I wanted to ask you though why when I edit once more this image from lightroom to photoshop my previous photoshop history is lost... can I do something so I can keep my history and at the same time see my photo in lightroom.

Is not that possible?
Regards
Alex


----------



## Johan Elzenga (Oct 1, 2015)

Photoshop only keeps the history as long as the file is open, so after you close it and go back to Lightroom it will be gone.


----------



## alaios (Oct 2, 2015)

and there is no workaround for that??? How I can keep then a non complete job that I could perhaps edit a next day.
Does lightroom support previewing psd files?


----------



## Johan Elzenga (Oct 2, 2015)

No, there is no workaround for that. You can obviously keep a non complete job (by saving it) and start working on it again the next day, but you can't save the history panel for a closed file. The only option would be to leave everything open and running all night.


----------



## johnbeardy (Oct 2, 2015)

alaios said:


> and there is no workaround for that??? How I can keep then a non complete job that I could perhaps edit a next day.



The way around it is to use the best modern Photoshop techniques. For example, always use Adjustment Layers and never apply an adjustment directly to a pixel layer. Any pixel-changing work should always be on a separate layer, so when you do any cloning or content-aware fill, work on a copy or blank layer and use Sample All Layers if available. Apply filters as smart filters. And so on. This way you can always fine tune or reverse all your work in subsequent sessions, and it doesn't matter that the history undo is unavailable.
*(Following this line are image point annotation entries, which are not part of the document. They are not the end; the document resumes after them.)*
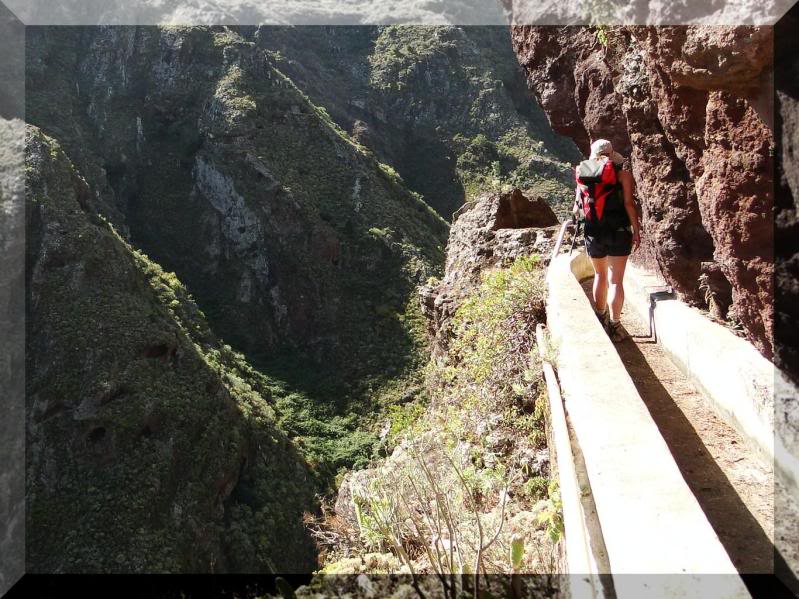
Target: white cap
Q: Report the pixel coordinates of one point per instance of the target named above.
(602, 147)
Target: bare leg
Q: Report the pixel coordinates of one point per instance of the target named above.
(616, 266)
(600, 283)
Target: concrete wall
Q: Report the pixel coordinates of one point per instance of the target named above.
(651, 522)
(736, 379)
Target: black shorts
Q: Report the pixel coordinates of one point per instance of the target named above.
(609, 243)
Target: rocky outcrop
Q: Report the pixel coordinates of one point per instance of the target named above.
(491, 231)
(690, 108)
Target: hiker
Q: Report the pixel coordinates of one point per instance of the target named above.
(604, 195)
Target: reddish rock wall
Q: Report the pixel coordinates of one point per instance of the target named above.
(691, 108)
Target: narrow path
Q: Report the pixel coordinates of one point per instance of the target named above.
(733, 486)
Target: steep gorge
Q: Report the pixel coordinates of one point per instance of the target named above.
(222, 287)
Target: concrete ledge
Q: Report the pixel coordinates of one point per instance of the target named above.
(651, 522)
(731, 373)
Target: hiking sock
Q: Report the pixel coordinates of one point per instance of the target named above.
(615, 331)
(603, 316)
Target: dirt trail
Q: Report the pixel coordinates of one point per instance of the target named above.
(732, 484)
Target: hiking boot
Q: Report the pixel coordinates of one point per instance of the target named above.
(604, 318)
(616, 332)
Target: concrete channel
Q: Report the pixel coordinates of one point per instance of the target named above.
(633, 525)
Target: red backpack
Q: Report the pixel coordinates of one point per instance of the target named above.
(600, 193)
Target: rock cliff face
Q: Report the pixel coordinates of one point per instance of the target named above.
(219, 168)
(491, 231)
(447, 107)
(690, 107)
(151, 446)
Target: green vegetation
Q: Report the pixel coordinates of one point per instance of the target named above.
(463, 485)
(153, 445)
(206, 162)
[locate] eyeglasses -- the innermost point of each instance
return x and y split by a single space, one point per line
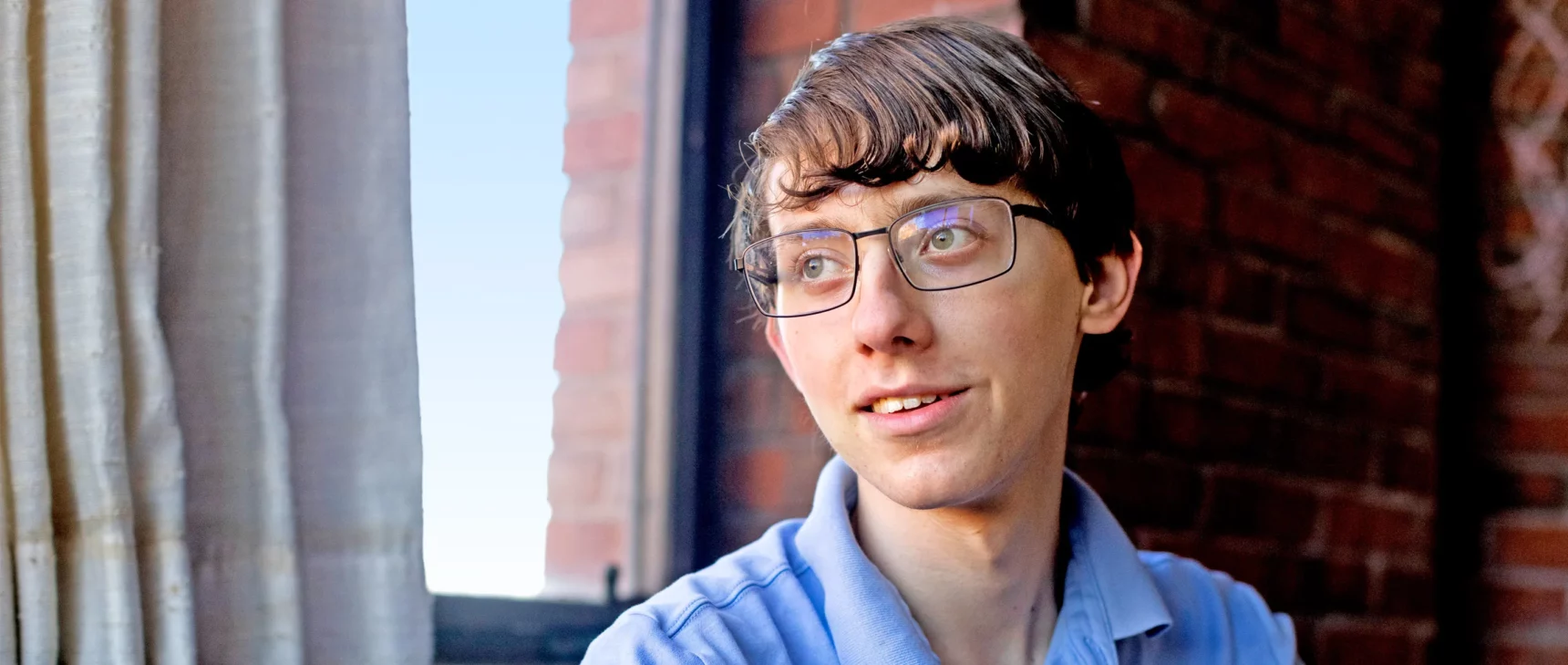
943 246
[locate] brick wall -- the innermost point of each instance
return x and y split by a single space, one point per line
1278 422
1526 427
594 348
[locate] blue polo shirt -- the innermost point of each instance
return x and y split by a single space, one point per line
805 593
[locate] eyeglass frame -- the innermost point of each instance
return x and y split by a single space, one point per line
1013 212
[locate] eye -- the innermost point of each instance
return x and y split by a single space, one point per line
819 267
812 267
947 239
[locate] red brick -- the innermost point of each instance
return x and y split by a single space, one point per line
1531 545
1524 379
576 477
1410 468
1341 60
1535 430
594 211
592 344
582 549
1250 507
1214 130
1112 413
1383 268
1245 16
1355 388
866 15
1408 211
790 26
1263 364
1153 30
1535 490
1276 87
1382 140
1175 424
593 407
1332 178
593 19
587 276
1360 525
1110 85
1361 645
1317 451
1247 294
1315 314
1271 223
1167 342
1408 593
1154 493
1421 87
1526 606
759 477
1175 265
1506 654
604 143
1415 344
605 78
1165 190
Note that Photoshop can log history into the file itself. It's enabled by a Preference / General, and you can view a record of your activity in File Info.

John


----------



## alaios (Oct 2, 2015)

Thanks layering is a smart idea indeed. I do not have my working pc with me but I guess that when I edit a raw file to photoshop (through lightroom) this is a tiff file that also does not save the layers information once you close photoshop. 
Is there a way to fix that?


----------



## johnbeardy (Oct 2, 2015)

Nothing to fix - by default, the layers are saved.


----------



## Johan Elzenga (Oct 2, 2015)

Just make sure that you choose 'Edit original' if you choose to edit the image in Photoshop any further. Any other option will generate a new copy, and that copy will indeed have lost its layers.


----------



## mcasan (Oct 19, 2015)

The same going from LR to Perfect Photo Suite.   Make sure to use a Smart Photo with PSD format.   Later you can send the edited image back to Perfect Photo Suite and open any of the previously created layers, filters...etc.   All of that work is saved in the smart PSD file.  That should be also true if you go from LR to PS and in PS invoke other plugins like the Nik Collection.


----------